Why Age Verification Fails Without Addressing VPNs
Age-verification systems work by cross-referencing a user's apparent location or identity against a set of gatekeeping rules. A platform operating under UK or French law, for example, must block underage users from accessing regulated content. But those rules are applied based on where a connection appears to originate. A VPN reroutes traffic through servers in other jurisdictions, making a user in Paris look like they are connecting from a country with no such restrictions. The verification system sees a compliant connection; the actual user bypasses the rule entirely.
This is not a theoretical vulnerability. When the UK introduced age-verification requirements, demand for VPN services spiked sharply - Proton VPN reported a 1,400% increase in sign-ups from British users. France observed comparable behaviour as its own regulatory framework took effect. The pattern is consistent: where restrictions are imposed, VPN adoption rises in direct proportion. This is not coincidental evasion. For a segment of users, particularly teenagers familiar with digital tools, a VPN has become the standard workaround within hours of a new rule going live.
The Proposal That Has Regulators Divided
One option under discussion - already floated in the UK - would limit VPN access to verified adults only. The idea is straightforward in principle: if you must prove your age to access a VPN, the tool can no longer serve as an anonymous bypass. In practice, however, the proposal raises serious concerns that extend well beyond child safety.

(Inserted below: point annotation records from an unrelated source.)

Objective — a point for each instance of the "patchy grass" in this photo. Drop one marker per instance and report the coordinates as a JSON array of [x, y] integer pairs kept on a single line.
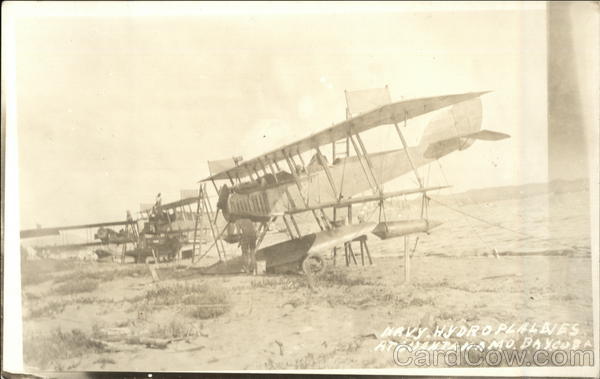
[[105, 274], [45, 351], [176, 328], [38, 271], [201, 301], [50, 309], [340, 277], [279, 282], [74, 287], [56, 307]]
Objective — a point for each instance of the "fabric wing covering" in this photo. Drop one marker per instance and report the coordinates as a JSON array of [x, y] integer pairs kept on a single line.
[[384, 115]]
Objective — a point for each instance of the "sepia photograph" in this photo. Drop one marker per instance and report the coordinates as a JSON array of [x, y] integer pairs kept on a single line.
[[300, 187]]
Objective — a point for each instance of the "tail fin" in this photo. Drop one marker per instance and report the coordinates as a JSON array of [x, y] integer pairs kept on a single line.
[[456, 129]]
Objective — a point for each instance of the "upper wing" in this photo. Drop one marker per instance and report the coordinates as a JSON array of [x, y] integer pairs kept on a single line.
[[384, 115]]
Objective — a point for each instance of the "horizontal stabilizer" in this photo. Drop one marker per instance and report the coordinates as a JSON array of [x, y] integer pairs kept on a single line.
[[438, 149], [488, 135], [393, 229]]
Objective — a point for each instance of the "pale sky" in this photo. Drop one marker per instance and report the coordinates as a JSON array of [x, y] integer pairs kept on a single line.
[[114, 109]]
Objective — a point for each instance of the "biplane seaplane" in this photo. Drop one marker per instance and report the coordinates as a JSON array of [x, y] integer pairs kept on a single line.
[[298, 179], [161, 231]]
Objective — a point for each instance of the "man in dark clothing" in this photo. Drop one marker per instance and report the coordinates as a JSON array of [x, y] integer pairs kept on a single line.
[[248, 244]]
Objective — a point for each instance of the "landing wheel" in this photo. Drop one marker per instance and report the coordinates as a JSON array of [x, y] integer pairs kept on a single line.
[[313, 264]]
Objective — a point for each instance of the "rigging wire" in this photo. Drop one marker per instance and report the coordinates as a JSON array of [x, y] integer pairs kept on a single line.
[[484, 242], [495, 224]]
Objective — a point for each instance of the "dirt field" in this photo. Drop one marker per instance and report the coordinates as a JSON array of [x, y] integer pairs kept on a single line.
[[105, 316]]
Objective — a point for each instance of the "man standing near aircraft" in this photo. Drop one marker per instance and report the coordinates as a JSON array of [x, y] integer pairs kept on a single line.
[[248, 244]]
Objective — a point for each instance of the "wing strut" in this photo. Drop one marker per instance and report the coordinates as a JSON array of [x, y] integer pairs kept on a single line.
[[297, 180]]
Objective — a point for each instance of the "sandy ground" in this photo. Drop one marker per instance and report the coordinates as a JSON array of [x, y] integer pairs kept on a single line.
[[278, 322]]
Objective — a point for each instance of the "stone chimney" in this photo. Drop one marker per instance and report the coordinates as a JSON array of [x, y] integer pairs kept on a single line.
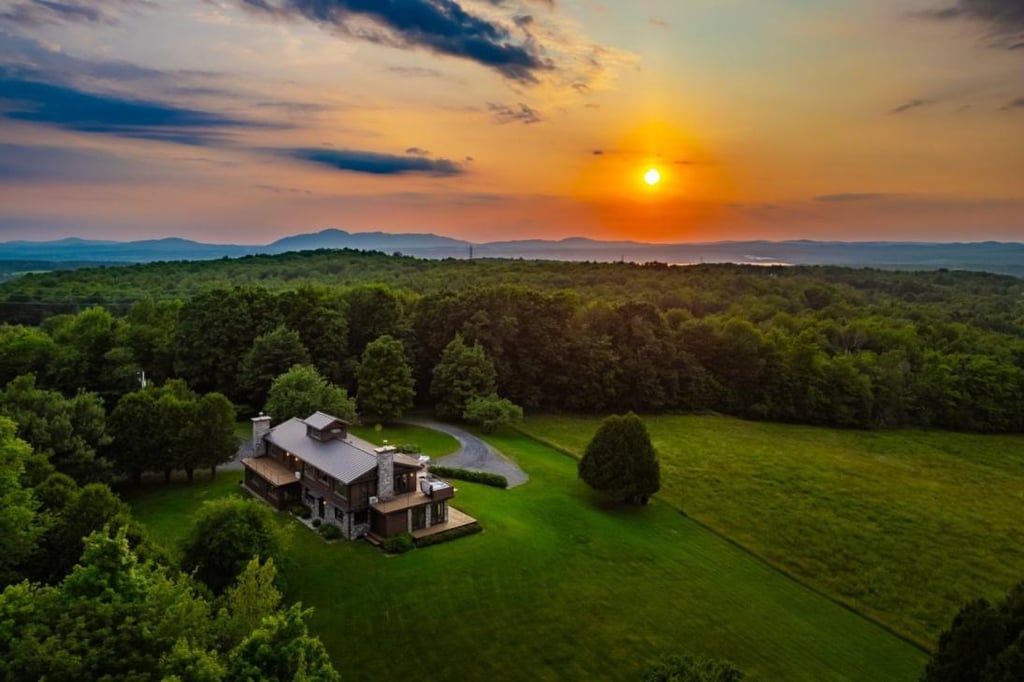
[[385, 472], [261, 426]]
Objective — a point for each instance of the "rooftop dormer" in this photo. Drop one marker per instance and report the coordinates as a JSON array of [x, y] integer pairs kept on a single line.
[[324, 427]]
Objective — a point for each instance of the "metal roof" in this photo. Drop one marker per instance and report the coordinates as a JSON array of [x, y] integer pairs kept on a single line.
[[344, 460], [321, 420]]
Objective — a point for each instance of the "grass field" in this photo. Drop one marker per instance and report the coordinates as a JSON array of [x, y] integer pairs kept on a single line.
[[558, 587], [905, 525]]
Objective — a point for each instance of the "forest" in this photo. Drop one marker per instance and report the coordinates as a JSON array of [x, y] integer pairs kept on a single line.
[[860, 348]]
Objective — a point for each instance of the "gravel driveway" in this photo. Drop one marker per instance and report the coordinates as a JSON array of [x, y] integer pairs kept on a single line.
[[473, 453]]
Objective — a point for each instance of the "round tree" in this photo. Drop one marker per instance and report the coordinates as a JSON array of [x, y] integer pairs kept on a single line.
[[620, 460], [385, 379], [301, 391], [224, 537]]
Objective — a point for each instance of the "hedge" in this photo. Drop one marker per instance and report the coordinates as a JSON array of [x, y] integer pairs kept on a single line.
[[484, 477]]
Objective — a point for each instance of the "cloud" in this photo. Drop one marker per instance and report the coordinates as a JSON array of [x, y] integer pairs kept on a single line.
[[24, 163], [374, 163], [913, 103], [1005, 18], [38, 12], [441, 27], [521, 114], [853, 197], [71, 109]]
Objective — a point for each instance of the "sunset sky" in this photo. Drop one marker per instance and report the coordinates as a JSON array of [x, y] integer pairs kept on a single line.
[[243, 121]]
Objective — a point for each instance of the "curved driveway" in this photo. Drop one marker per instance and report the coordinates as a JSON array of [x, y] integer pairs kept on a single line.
[[473, 453]]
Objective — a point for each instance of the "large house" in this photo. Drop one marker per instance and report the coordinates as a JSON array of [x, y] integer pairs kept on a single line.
[[361, 488]]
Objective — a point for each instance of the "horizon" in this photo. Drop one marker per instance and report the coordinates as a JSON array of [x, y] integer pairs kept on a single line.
[[243, 122]]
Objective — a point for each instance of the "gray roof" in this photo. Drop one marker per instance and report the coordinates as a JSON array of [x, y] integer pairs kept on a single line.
[[345, 460], [322, 420]]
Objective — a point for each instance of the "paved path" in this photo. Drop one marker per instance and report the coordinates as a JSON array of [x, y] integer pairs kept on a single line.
[[473, 453]]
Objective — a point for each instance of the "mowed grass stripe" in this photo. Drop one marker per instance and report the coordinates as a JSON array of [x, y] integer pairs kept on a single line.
[[904, 525], [561, 586]]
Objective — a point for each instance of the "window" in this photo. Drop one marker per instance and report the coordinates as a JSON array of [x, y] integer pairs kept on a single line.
[[419, 517]]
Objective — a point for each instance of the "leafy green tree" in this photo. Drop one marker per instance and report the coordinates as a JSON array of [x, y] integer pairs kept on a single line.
[[253, 597], [691, 669], [385, 380], [224, 537], [621, 460], [23, 350], [19, 523], [301, 391], [281, 648], [271, 354], [492, 413], [69, 431], [983, 643], [463, 373]]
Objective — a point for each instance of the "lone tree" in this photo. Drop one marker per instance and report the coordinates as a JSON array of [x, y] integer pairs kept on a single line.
[[385, 379], [620, 460]]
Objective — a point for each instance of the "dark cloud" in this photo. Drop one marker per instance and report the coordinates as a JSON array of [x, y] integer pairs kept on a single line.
[[853, 197], [442, 27], [72, 109], [1004, 18], [374, 163], [521, 114], [913, 103]]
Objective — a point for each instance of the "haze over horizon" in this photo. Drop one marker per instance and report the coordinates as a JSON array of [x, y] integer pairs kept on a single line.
[[245, 121]]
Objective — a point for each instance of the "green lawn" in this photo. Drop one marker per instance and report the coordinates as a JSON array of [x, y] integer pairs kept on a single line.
[[559, 587], [905, 525]]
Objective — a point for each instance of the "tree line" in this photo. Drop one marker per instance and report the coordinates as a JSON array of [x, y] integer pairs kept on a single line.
[[828, 346]]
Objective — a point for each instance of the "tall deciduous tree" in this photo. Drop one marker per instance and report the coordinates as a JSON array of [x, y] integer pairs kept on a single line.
[[621, 460], [270, 355], [385, 379], [301, 391], [19, 525], [463, 373], [70, 431], [224, 537]]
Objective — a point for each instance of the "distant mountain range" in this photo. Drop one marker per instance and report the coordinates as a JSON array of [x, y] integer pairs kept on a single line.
[[991, 256]]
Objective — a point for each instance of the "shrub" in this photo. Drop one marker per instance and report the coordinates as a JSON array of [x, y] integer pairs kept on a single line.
[[449, 535], [399, 544], [330, 531], [483, 477]]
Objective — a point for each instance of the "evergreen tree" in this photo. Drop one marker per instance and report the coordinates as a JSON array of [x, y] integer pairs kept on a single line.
[[385, 379], [621, 460]]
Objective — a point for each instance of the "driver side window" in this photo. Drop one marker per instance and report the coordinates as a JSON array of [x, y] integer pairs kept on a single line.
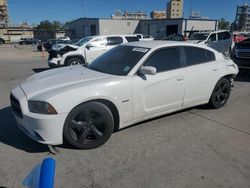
[[165, 59], [212, 37]]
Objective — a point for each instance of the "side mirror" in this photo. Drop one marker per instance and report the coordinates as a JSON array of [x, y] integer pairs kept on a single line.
[[148, 70], [88, 46]]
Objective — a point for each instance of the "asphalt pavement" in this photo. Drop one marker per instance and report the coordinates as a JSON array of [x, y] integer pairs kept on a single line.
[[198, 147]]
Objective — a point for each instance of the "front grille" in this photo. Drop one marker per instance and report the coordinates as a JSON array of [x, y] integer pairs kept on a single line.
[[15, 106]]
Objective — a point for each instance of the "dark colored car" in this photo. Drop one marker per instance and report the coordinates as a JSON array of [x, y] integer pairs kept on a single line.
[[174, 37], [242, 49], [1, 41], [48, 45], [28, 41]]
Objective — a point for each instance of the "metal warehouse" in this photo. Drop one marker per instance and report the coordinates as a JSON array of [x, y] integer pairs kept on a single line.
[[84, 27]]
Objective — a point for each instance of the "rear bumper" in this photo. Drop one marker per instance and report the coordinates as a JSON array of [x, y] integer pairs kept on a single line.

VPNs are used legitimately by journalists protecting sources, dissidents communicating under authoritarian surveillance, remote workers securing corporate networks, and ordinary citizens protecting their data from commercial tracking. Imposing identity verification on VPN access would create a registry of users - the kind of infrastructure that, once built, carries its own risks. Civil liberties organisations have consistently argued that mandatory VPN registration is disproportionate, and that the surveillance architecture required to enforce it would cause more harm than it prevents.
There is also a jurisdictional problem. Most VPN providers are not incorporated within the EU. Requiring foreign companies to verify European users before granting access is enforceable only at the network level - through the kind of deep packet inspection and ISP-level blocking that liberal democracies have historically reserved for the most extreme cases.
A Broader Tension Between Child Safety and Open Infrastructure
The VPN debate sits inside a larger and unresolved conflict in EU digital policy. The Digital Services Act created robust obligations for platforms to restrict harmful content, but it did not resolve the fundamental question of how to verify who is actually behind a connection. Age assurance - the softer term regulators increasingly prefer - covers a range of methods, from document-based ID checks to AI-driven facial age estimation. None of them work if the user has already spoofed their location before reaching the verification step.
This is, in essence, a layered problem. Platform-level controls fail if network-level anonymity tools remain freely available. Network-level restrictions carry civil liberties costs that most EU member states have been unwilling to accept. The European Parliamentary Research Service's identification of VPNs as a loophole is accurate as a technical diagnosis. What it does not resolve - and what no single policy proposal has resolved - is how to close that gap without dismantling the privacy infrastructure that serves adults with entirely legitimate needs.
The coming months are likely to see this tension sharpen. As more member states implement age-related platform rules, and as VPN adoption continues to rise in response, pressure on the European Commission to propose a technical standard or cross-border enforcement mechanism will grow. Whether that produces a proportionate solution or an overreach that trades one problem for several others remains genuinely open.